C++ Logo

sg16

Advanced search

Re: [isocpp-core] P2295 Support for UTF-8 as a portable source file encoding

From: Peter Brett <pbrett_at_[hidden]>
Date: Wed, 22 Jun 2022 08:17:28 +0000
Hi Corentin,

On balance, I think this is fine.

I thought that an editor’s note in a paper was to guide the project editors in integrating the wording into the working draft, but the editor’s note you’ve written doesn’t seem to relate to that.
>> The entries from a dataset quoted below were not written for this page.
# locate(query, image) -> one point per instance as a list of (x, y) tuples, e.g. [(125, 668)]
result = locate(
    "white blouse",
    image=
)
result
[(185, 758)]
Please correct me if I’m wrong 😊

The only tiny change I would make, if it was up to me, would be to strike “In other words,” from the start of the note.

Best wishes,

               Peter

From: Corentin <corentin.jabot_at_[hidden]>
Sent: 22 June 2022 09:12
To: Jens Maurer <Jens.Maurer_at_[hidden]>
Cc: William M. (Mike) Miller <william.m.miller_at_[hidden]om>; C++ Core Language Working Group <core_at_[hidden]>; Peter Brett <pbrett_at_[hidden]>; SG16 <sg16_at_[hidden]>; Alisdair Meredith <alisdairm_at_[hidden]>
Subject: Re: [isocpp-core] P2295 Support for UTF-8 as a portable source file encoding

EXTERNAL MAIL
Hey folks.

Updated paper here: https://isocpp.org/files/papers/D2295R6.pdf<https://urldefense.com/v3/__https:/isocpp.org/files/papers/D2295R6.pdf__;!!EHscmS1ygiU1lA!GlFljO-A5yunNeABraODehU5bwUKKh8Z3PnK5UHod_oubIJc_09zJPJDpsRmUg-TZ6s3oKW6PBZQJlWJZU-fg98$>
I applied the changes requested and would like to take a vote at the next meeting on this wording.

I will be honest, I hesitated dropping the paper, as I find it unfortunate to conflate the encoding of text with the way the bytes are stored physically, and I really do not think the standard
should be explicit about any one storage method specificity.
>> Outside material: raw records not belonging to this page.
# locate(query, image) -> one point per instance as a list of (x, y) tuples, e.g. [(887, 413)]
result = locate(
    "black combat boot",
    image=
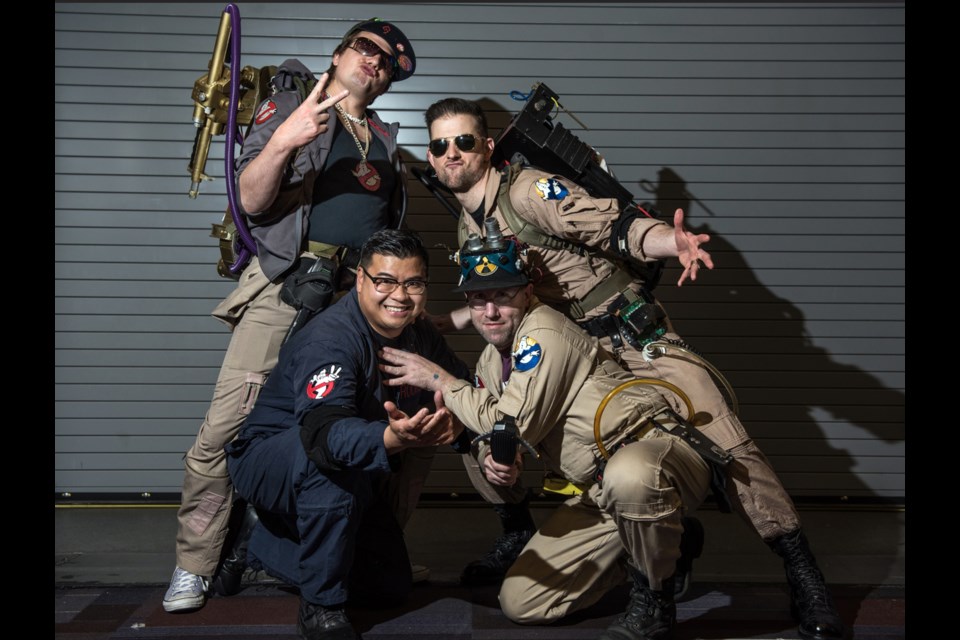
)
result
[(316, 622), (229, 575), (691, 546), (810, 602), (518, 528), (650, 615)]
That being said /physical source/input/ is a nice improvement. win some, lose some.
And ultimately, the important thing is that the intent of the paper be standardized even if we can't completely agree on wording.


Thanks,
Corentin


On Sun, Jun 12, 2022 at 4:05 PM Jens Maurer <Jens.Maurer_at_[hidden]<mailto:Jens.Maurer_at_[hidden]>> wrote:
On 11/06/2022 18.14, William M. (Mike) Miller wrote:
> On Sat, Jun 11, 2022 at 11:55 AM Corentin <corentin.jabot_at_[hidden]<mailto:corentin.jabot_at_[hidden]> <mailto:corentin.jabot_at_[hidden]<mailto:corentin.jabot_at_[hidden]>>> wrote:
>
> We had previous discussions in SG16 and conversation with Hubert (who is the main stakeholder) where we all agreed that the final wording we want is
> "characters are mapped, in an implementation-defined manner, to a sequence of translation character set elements."
> Whether we do this in this paper or the other, I fundamentally do not care as long as we land on that wording.
>
> "end-of-line indicators" is an ill-defined term that was meant to cover the record case specifically , but the reformulation does that as well.
>
>
> "End-of-line indicator" is no less well-defined than "file" - it's a reference to a common concept that is not otherwise defined by this standard. If the objection is to the word "indicator," I'd be happy with a formulation like "ends of lines are represented..."

In particular in translation phase 1, I think we have to live with a few
hand-wavy terms. I think "end-of-line indicator" is good as-is,
and is pre-existing text ostensibly not in scope for the paper,
so (procedurally) fewer changes imply fewer things impeding consensus.

> The P2348 phrasing sweeps too much under the carpet. In fact, it gives the impression that only characters present in the input file can be represented in the result, which is not the case with the record-oriented file representation.

Agreed. I'm fine with using the P2348 normative formulation,
but the parenthetical (or a slight alteration thereof) should
stay regardless.

> I'd be okay with making this a note, since it's attempting to constrain implementation-defined behavior, which is sort of suspect, but I think the expectation that you get new-lines for end-of-records needs to be explicit and not just assumed.

I'm fine with a note.

off-topic: I disagree with P2348's approach of keeping end-of-line variations
throughout phases 1-4; there is no need for that. In particular, raw string
literals give you LF (only).

Jens

Received on 2022-06-22 08:17:41